Le système capitaliste de domination se présente, lui-même, comme le seul modèle d’organisation sociale possible et obtient des dominés un « consentement par défaut » plutôt qu’une adhésion réfléchie. Contribuent à ce phénomène deux dispositifs de production symbolique – les média d’information et l’École. L’idéologie dominante s’est réfugiée dans un fatras de lieux communs de philosophie sociale et de « sciences humaines » distillé quotidiennement au grand public par l’ensemble des média. L École, elle-même, naguère « libératrice », est devenue aujourd’hui « conservatrice », « tant son souci, explicitement partagé par les familles et le corps enseignant, est “d’adapter” aussi étroitement que possible les jeunes à l’ordre existant ». La sociologie critique d’inspiration bourdieusienne éclaire la nature et les modalités de ce consensus en articulant dialectiquement les deux formes du social, « le dehors et le dedans ». Contrairement à l’évidence, le monde capitaliste ne se réduit pas à une donnée objective, le monde qui nous entoure. Il est aussi, et à certains égards surtout, notre monde intérieur. Dès lors, se battre contre le système capitaliste c’est aussi, en quelque manière, se battre contre une part de soi-même, « contre le petit-bourgeois opportuniste qui sommeille en chacun, prêt à s’éveiller à l’appel des sirènes ». Il est vain d’appeler à lutter contre un système de structures objectives de domination si l’on n’a pas compris que ces structures sont aussi indissociablement des structures incorporées, les structures de personnalité que notre mode de vie nous a inculquées depuis l’enfance. Par un travail de réappropriation de soi-même ou « socioanalyse », Alain Accardo met à jour « l’inconscient social » qui conditionne notre adhésion spontanée à l’ordre établi. L’activité scolaire-universitaire, par exemple, montre par quelles médiations complexes, souvent inaperçues des intéressés, la logique de la domination sociale peut s’introduire dans des pratiques.

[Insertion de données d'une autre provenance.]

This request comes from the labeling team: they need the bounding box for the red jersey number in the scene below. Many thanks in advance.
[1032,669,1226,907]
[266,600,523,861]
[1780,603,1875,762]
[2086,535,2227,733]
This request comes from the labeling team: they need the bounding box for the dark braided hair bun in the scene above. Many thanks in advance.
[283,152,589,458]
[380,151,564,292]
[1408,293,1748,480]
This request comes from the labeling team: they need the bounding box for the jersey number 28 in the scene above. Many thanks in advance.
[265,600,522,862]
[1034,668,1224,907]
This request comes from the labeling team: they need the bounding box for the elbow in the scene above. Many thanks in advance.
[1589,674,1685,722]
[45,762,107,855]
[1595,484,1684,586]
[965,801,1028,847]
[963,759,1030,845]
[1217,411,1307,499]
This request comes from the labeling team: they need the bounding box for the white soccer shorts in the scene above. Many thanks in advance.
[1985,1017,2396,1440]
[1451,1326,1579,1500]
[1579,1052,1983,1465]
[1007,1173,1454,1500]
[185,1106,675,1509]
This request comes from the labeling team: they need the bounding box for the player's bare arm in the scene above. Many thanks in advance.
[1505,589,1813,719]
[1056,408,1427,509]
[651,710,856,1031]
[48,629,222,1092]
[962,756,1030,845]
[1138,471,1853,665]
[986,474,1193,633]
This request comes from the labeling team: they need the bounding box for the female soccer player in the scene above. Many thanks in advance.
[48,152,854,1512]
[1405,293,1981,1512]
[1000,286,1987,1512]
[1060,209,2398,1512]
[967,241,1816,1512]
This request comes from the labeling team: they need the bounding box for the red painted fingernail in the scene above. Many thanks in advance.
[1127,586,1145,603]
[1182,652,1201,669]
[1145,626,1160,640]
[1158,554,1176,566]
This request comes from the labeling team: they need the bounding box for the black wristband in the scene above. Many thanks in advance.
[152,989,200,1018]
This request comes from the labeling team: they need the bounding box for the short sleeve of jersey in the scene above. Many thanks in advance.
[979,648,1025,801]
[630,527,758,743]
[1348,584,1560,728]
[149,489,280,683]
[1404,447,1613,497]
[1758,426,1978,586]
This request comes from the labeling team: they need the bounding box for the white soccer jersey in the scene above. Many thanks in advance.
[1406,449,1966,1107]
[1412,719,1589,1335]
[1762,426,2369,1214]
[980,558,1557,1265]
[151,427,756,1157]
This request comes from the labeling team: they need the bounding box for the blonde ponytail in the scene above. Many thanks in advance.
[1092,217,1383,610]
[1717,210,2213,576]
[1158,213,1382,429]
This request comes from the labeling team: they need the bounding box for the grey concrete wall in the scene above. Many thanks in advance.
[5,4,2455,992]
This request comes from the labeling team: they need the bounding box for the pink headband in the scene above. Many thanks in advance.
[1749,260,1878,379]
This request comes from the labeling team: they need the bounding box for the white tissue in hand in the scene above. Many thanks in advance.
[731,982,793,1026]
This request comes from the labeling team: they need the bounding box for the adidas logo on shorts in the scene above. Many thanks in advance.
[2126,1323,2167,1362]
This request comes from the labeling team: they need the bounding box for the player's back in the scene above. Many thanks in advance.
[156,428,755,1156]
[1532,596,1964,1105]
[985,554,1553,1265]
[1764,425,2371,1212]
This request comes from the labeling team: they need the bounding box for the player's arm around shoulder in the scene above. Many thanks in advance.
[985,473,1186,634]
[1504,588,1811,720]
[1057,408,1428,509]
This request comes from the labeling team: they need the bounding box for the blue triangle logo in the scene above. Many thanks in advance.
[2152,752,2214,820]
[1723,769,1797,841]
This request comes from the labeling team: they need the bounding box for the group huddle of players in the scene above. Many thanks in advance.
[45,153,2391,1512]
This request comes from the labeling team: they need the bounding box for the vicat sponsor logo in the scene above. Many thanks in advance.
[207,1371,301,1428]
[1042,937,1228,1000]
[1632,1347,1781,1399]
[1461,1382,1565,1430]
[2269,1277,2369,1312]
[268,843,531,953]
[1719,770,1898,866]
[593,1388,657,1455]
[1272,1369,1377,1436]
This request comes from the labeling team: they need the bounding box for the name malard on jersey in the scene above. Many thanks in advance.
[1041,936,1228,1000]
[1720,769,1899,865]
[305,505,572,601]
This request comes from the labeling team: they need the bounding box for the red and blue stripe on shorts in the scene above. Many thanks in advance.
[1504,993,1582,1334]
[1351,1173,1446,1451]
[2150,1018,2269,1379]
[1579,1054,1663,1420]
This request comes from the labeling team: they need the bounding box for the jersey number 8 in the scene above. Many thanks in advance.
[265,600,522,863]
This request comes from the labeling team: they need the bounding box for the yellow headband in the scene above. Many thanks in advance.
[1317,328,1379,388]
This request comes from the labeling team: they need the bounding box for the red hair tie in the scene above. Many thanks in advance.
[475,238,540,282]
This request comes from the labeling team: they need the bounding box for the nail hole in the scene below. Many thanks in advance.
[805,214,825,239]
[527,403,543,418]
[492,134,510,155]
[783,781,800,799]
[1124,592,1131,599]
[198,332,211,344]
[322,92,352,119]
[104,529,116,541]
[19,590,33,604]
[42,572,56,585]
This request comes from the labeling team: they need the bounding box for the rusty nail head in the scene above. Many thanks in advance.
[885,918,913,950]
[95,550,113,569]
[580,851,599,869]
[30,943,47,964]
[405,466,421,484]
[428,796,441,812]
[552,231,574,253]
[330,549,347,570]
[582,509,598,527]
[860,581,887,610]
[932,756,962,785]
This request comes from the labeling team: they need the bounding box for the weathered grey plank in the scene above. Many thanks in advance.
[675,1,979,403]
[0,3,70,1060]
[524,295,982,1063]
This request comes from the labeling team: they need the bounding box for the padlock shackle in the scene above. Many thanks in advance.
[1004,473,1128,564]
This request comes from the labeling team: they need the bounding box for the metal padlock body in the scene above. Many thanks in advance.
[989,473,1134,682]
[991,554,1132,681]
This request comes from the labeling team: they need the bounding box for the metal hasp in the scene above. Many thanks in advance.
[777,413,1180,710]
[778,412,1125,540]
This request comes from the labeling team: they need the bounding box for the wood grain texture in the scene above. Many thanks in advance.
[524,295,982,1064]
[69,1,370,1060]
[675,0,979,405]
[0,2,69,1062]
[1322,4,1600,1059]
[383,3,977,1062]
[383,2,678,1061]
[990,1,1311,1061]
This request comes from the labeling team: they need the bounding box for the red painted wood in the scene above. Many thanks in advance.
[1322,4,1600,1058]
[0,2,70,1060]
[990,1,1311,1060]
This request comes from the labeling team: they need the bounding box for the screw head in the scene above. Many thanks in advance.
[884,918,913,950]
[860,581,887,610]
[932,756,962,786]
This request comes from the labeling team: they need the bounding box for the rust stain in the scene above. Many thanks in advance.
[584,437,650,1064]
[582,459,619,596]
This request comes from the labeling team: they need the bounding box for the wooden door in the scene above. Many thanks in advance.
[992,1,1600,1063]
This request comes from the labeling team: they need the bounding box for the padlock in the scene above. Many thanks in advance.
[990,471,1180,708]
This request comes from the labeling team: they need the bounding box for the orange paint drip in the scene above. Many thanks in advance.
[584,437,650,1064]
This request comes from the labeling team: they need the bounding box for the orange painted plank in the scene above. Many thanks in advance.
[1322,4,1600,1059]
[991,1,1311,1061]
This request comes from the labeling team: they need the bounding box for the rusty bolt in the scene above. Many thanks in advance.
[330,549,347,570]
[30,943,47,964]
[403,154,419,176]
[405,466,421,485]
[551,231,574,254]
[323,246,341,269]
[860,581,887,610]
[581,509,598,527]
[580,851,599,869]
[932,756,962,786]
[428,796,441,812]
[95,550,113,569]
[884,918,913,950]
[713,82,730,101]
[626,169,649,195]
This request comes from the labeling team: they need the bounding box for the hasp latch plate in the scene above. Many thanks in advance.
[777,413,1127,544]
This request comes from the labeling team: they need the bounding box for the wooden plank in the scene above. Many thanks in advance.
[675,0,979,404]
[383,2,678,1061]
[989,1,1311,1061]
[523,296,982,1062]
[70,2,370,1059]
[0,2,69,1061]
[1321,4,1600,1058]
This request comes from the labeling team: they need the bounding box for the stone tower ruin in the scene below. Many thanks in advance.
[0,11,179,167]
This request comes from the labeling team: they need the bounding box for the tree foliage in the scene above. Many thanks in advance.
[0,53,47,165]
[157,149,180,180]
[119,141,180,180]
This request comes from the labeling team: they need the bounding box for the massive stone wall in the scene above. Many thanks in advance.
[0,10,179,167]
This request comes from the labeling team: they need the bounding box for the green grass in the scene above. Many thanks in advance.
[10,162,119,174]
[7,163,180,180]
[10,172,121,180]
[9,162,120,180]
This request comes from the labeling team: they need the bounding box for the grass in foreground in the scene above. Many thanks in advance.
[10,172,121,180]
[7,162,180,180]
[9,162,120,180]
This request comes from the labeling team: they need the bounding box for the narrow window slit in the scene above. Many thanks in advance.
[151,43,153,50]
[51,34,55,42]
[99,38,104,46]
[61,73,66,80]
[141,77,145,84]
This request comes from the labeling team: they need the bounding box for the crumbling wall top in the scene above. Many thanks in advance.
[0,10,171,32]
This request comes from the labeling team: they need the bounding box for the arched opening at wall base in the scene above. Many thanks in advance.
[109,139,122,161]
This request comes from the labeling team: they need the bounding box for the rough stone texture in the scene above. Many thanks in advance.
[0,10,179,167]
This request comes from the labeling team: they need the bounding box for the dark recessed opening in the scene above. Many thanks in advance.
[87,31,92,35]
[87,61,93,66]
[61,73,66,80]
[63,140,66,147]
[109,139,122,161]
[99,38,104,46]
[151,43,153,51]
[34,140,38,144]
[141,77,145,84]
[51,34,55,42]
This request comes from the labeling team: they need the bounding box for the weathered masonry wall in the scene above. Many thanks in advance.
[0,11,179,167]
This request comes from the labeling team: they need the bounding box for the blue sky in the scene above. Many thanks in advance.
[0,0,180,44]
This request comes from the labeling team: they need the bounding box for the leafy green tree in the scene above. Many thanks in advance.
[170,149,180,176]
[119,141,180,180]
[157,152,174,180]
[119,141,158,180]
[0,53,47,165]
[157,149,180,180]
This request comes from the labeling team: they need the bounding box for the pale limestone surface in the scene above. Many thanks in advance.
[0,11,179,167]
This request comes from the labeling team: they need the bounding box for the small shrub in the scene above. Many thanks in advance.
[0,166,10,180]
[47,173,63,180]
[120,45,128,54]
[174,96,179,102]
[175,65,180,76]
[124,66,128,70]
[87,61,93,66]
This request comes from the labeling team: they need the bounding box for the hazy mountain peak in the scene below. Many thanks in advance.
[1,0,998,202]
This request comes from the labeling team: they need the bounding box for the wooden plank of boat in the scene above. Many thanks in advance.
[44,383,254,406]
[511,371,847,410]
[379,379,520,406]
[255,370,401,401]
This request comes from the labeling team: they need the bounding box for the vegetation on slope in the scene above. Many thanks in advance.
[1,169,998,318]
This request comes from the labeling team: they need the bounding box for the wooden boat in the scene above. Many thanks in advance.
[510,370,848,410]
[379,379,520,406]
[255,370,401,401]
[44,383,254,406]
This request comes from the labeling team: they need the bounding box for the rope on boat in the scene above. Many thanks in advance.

Cet ouvrage, pour sa 3ème édition, n’a rien perdu de son actualité, tant le prétendu « nouveau monde » ressemble tellement à l’ancien. L’auteur, professeur honoraire de sociologie à l’Université Bordeaux-Montaigne, auteur de nombreux ouvrages dont une Introduction à une sociologie critique. Lire Pierre Bourdieu, tient une chronique dans La Décroissance.
Alain Accardo, Le petit-bourgeois gentilhomme. Sur les prétentions hégémoniques des classes moyennes, Agone (coll. éléments), 2020, 155 p., 8 €.